# Anyone remember this?



## Furryanimal (Jan 11, 2019)




----------



## Falcon (Jan 11, 2019)

Sorry.  Never  heard of  it  here.


----------



## Aunt Bea (Jan 11, 2019)

Nope!

I remember making something similar to this when I was a kid but I have to admit that I wasn't a fan!


----------



## Tommy (Jan 11, 2019)

Hehe, I don't imagine that was one of Kraft's more successful ideas. :magnify:


----------



## hollydolly (Jan 11, 2019)

NO!! Did we get that in the UK?...


----------



## RadishRose (Jan 11, 2019)

Hahaha, I never heard of this but I would like to see the ingredients. Besides just being a starch, potatoes do have nutrition. I guess that's reaching too far....layful:


----------



## C'est Moi (Jan 11, 2019)

Nope.   https://www.retroist.com/2017/01/30/potato-fudge-fake/


----------



## RadishRose (Jan 11, 2019)

LOL, the truth will out! layful:


----------



## Geezerette (Jan 11, 2019)

Never heard of fudge potatoes but my best friend's mother used to make some kind of awful icky potato candy blobs at the holidays, just awful but I had to eat at least 1 piece & have excuses ready why I wouldn't take any more.


----------



## Butterfly (Jan 11, 2019)

It sounds just AWFUL!  I've never heard of it.


----------



## Furryanimal (Jan 11, 2019)

C'est Moi said:


> Nope.   https://www.retroist.com/2017/01/30/potato-fudge-fake/


Explains why no one has heard of it!Looks awful.But not sure this is any better!


----------



## terry123 (Jan 11, 2019)

No!


----------



## hollydolly (Jan 12, 2019)

C'est Moi said:


> Nope.   https://www.retroist.com/2017/01/30/potato-fudge-fake/




I thought it might have been some weird concoction they made in the war years.... but it just shows, we're all gullible in many ways when it comes to the internet... ..


----------



## NanDee (Jan 12, 2019)

Never heard of it either - certainly not anything my mother would have let me have.


----------



## Aunt Bea (Jan 12, 2019)

hollydolly said:


> I thought it might have been some weird concoction they made in the war years.... but it just shows, we're all gullible in many ways when it comes to the internet... ..

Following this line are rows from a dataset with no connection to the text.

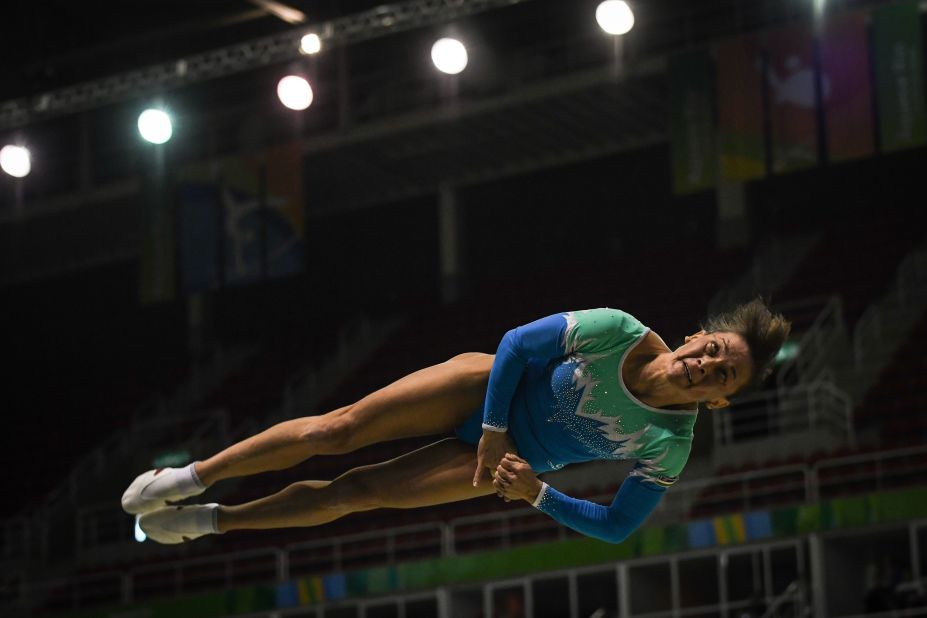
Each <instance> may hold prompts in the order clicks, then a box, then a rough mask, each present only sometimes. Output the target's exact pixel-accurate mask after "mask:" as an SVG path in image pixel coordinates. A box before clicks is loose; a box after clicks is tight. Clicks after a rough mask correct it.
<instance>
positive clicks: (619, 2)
mask: <svg viewBox="0 0 927 618" xmlns="http://www.w3.org/2000/svg"><path fill="white" fill-rule="evenodd" d="M595 20H596V21H597V22H599V27H600V28H602V30H604V31H605V32H607V33H609V34H627V33H628V32H629V31H630V30H631V28H633V27H634V13H633V12H632V11H631V7H630V6H628V3H627V2H624V1H623V0H605V2H602V3H601V4H599V6H598V8H596V10H595Z"/></svg>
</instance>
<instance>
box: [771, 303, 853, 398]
mask: <svg viewBox="0 0 927 618" xmlns="http://www.w3.org/2000/svg"><path fill="white" fill-rule="evenodd" d="M846 339H847V333H846V325H845V323H844V319H843V302H842V301H841V300H840V297H839V296H831V297H830V298H829V299H828V300H827V302H826V303H825V304H824V307H823V309H821V311H820V313H819V314H818V315H817V317H816V318H815V319H814V322H812V324H811V326H810V327H808V330H806V331H805V332H804V334H803V335H802V336H801V338H800V339H799V340H798V349H799V353H798V355H796V356H795V357H794V358H792V359H789V360H787V361H786V362H784V363H782V366H781V367H779V370H778V372H777V373H776V385H777V387H778V388H779V389H780V390H782V391H787V390H788V389H790V388H792V387H793V386H795V385H796V384H801V383H802V382H809V381H811V380H813V379H815V378H816V377H817V376H818V374H819V373H820V372H821V370H823V369H824V366H825V364H826V362H827V361H828V360H829V359H830V358H831V356H832V355H833V353H834V348H835V345H836V344H838V343H840V342H841V341H843V342H845V341H846Z"/></svg>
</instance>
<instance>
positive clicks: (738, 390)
mask: <svg viewBox="0 0 927 618" xmlns="http://www.w3.org/2000/svg"><path fill="white" fill-rule="evenodd" d="M789 329H790V324H789V322H788V321H787V320H786V319H785V318H783V317H782V316H781V315H774V314H773V313H772V312H770V310H769V309H768V307H767V306H766V304H765V303H764V302H763V301H762V300H759V299H757V300H754V301H751V302H749V303H747V304H744V305H741V306H739V307H737V308H736V309H734V310H733V311H731V312H729V313H724V314H721V315H717V316H714V317H712V318H710V319H709V320H708V322H707V323H706V324H705V325H704V326H703V328H702V330H700V331H698V332H697V333H695V334H693V335H690V336H688V337H686V338H685V343H683V345H681V346H680V347H678V348H677V349H675V350H670V349H669V348H668V347H667V345H666V344H665V343H664V342H663V340H662V339H661V338H660V337H659V336H658V335H657V334H656V333H654V332H652V331H651V330H650V329H649V328H647V327H646V326H644V325H643V324H641V323H640V322H639V321H638V320H636V319H635V318H634V317H632V316H631V315H629V314H627V313H624V312H622V311H618V310H614V309H592V310H588V311H576V312H568V313H561V314H555V315H552V316H549V317H546V318H542V319H540V320H537V321H535V322H532V323H530V324H526V325H524V326H520V327H518V328H515V329H513V330H511V331H509V332H507V333H506V334H505V336H504V337H503V338H502V341H501V343H500V344H499V347H498V350H497V351H496V354H495V356H493V355H489V354H480V353H468V354H462V355H460V356H456V357H454V358H452V359H450V360H449V361H447V362H444V363H441V364H439V365H435V366H433V367H428V368H426V369H422V370H420V371H417V372H415V373H413V374H411V375H408V376H406V377H404V378H402V379H400V380H399V381H397V382H394V383H393V384H391V385H389V386H387V387H385V388H382V389H380V390H378V391H376V392H374V393H372V394H370V395H368V396H367V397H364V398H363V399H361V400H360V401H358V402H357V403H354V404H352V405H349V406H345V407H343V408H339V409H337V410H334V411H332V412H329V413H327V414H323V415H319V416H307V417H304V418H298V419H294V420H289V421H285V422H282V423H279V424H277V425H274V426H272V427H270V428H269V429H267V430H265V431H263V432H262V433H259V434H257V435H255V436H252V437H250V438H247V439H246V440H244V441H242V442H239V443H237V444H234V445H232V446H230V447H228V448H227V449H225V450H223V451H221V452H219V453H217V454H215V455H213V456H212V457H210V458H208V459H205V460H203V461H197V462H193V463H191V464H189V465H188V466H186V467H184V468H162V469H157V470H150V471H148V472H145V473H144V474H141V475H140V476H138V477H137V478H136V479H135V480H134V481H133V482H132V484H131V485H130V486H129V488H128V489H127V490H126V492H125V494H124V495H123V496H122V506H123V509H125V511H126V512H128V513H130V514H134V515H140V517H139V525H140V526H141V528H142V530H144V531H145V533H146V534H147V535H148V537H149V538H151V539H153V540H155V541H157V542H159V543H181V542H183V541H188V540H191V539H195V538H197V537H200V536H203V535H206V534H216V533H224V532H228V531H229V530H240V529H267V528H284V527H292V526H318V525H320V524H324V523H326V522H330V521H333V520H335V519H338V518H339V517H342V516H344V515H347V514H348V513H353V512H356V511H366V510H371V509H376V508H415V507H421V506H429V505H435V504H442V503H445V502H453V501H457V500H466V499H468V498H475V497H477V496H483V495H487V494H490V493H493V492H495V493H496V494H497V495H498V496H499V497H501V498H504V499H506V500H514V499H521V500H525V501H527V502H529V503H530V504H532V505H533V506H535V507H536V508H538V509H539V510H541V511H543V512H544V513H546V514H548V515H549V516H551V517H553V518H554V519H555V520H557V521H558V522H560V523H561V524H563V525H566V526H569V527H571V528H573V529H575V530H577V531H579V532H581V533H583V534H586V535H588V536H592V537H595V538H599V539H602V540H605V541H608V542H612V543H618V542H621V541H622V540H624V539H625V538H626V537H627V536H628V535H629V534H630V533H631V532H633V531H634V530H635V529H636V528H637V527H638V526H639V525H640V524H641V523H642V522H643V521H644V520H645V519H646V518H647V516H648V515H649V514H650V513H651V512H652V511H653V509H654V508H655V507H656V505H657V504H658V502H659V501H660V498H661V497H662V496H663V493H664V492H665V491H666V489H667V488H668V487H669V486H671V485H672V484H673V483H674V482H675V481H676V479H677V478H678V476H679V474H680V472H681V471H682V468H683V466H684V465H685V463H686V459H687V458H688V455H689V449H690V447H691V444H692V428H693V425H694V424H695V418H696V414H697V412H698V406H699V403H703V404H704V406H705V407H706V408H709V409H711V408H720V407H723V406H726V405H728V398H729V397H731V396H732V395H734V394H735V393H739V392H742V391H743V390H745V389H747V388H751V387H754V386H756V385H757V384H759V383H760V382H761V380H762V379H763V377H765V375H766V374H768V372H769V370H770V365H771V363H772V361H773V359H774V357H775V354H776V352H777V351H778V349H779V347H780V346H781V345H782V343H783V342H784V341H785V339H786V337H787V336H788V333H789ZM452 431H453V432H454V434H455V436H456V437H454V438H446V439H443V440H440V441H438V442H435V443H434V444H431V445H429V446H426V447H423V448H421V449H418V450H416V451H414V452H411V453H408V454H406V455H403V456H401V457H397V458H396V459H392V460H390V461H386V462H383V463H379V464H375V465H369V466H361V467H358V468H354V469H352V470H349V471H348V472H345V473H344V474H342V475H341V476H339V477H338V478H336V479H334V480H332V481H303V482H299V483H293V484H292V485H290V486H289V487H286V488H285V489H283V490H282V491H280V492H278V493H275V494H273V495H269V496H267V497H264V498H260V499H258V500H254V501H252V502H247V503H245V504H239V505H235V506H223V505H219V504H214V503H213V504H201V505H199V504H193V505H183V506H180V505H174V504H171V503H173V502H176V501H179V500H183V499H185V498H189V497H191V496H195V495H198V494H200V493H202V492H203V491H205V490H206V488H207V487H209V486H211V485H212V484H213V483H215V482H217V481H221V480H222V479H227V478H232V477H238V476H246V475H249V474H257V473H259V472H266V471H269V470H280V469H284V468H288V467H290V466H293V465H296V464H298V463H300V462H302V461H304V460H305V459H307V458H309V457H311V456H313V455H328V454H336V453H347V452H350V451H353V450H355V449H359V448H361V447H363V446H366V445H368V444H372V443H374V442H381V441H385V440H394V439H397V438H404V437H411V436H422V435H429V434H442V433H449V432H452ZM594 459H636V460H637V463H636V465H635V467H634V468H633V470H632V471H631V473H630V474H629V475H628V477H627V478H626V479H625V480H624V482H623V483H622V484H621V487H620V488H619V490H618V493H617V494H616V496H615V498H614V500H613V502H612V503H611V505H610V506H604V505H599V504H595V503H592V502H588V501H585V500H577V499H574V498H571V497H569V496H567V495H564V494H563V493H561V492H559V491H557V490H556V489H554V488H552V487H550V486H548V485H547V484H546V483H544V482H542V481H540V480H539V479H538V478H537V476H536V475H537V474H538V473H541V472H546V471H549V470H554V469H557V468H561V467H563V466H564V465H566V464H569V463H573V462H581V461H589V460H594ZM490 479H491V481H490Z"/></svg>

The good news is that none of us did remember it! layful:


----------



## Pepper (Jan 12, 2019)

Looks like diarrhea and nope, never saw it before in my life.  I'd remember.


----------



## Miss Mae (Jan 12, 2019)

Furryanimal said:


> View attachment 61195




Potato FUDGE? I've never heard of that! Was it any good?


----------



## Margie (Jan 19, 2019)

Never saw that before.


----------



## moosehead (Jan 19, 2019)

Actually...No.....However, it does look like something I'd enjoy. I have an extremely sweet tooth....I STILL have them...I can just see that stuff slathered all over my meat loaf…..Now I'm hungry.


----------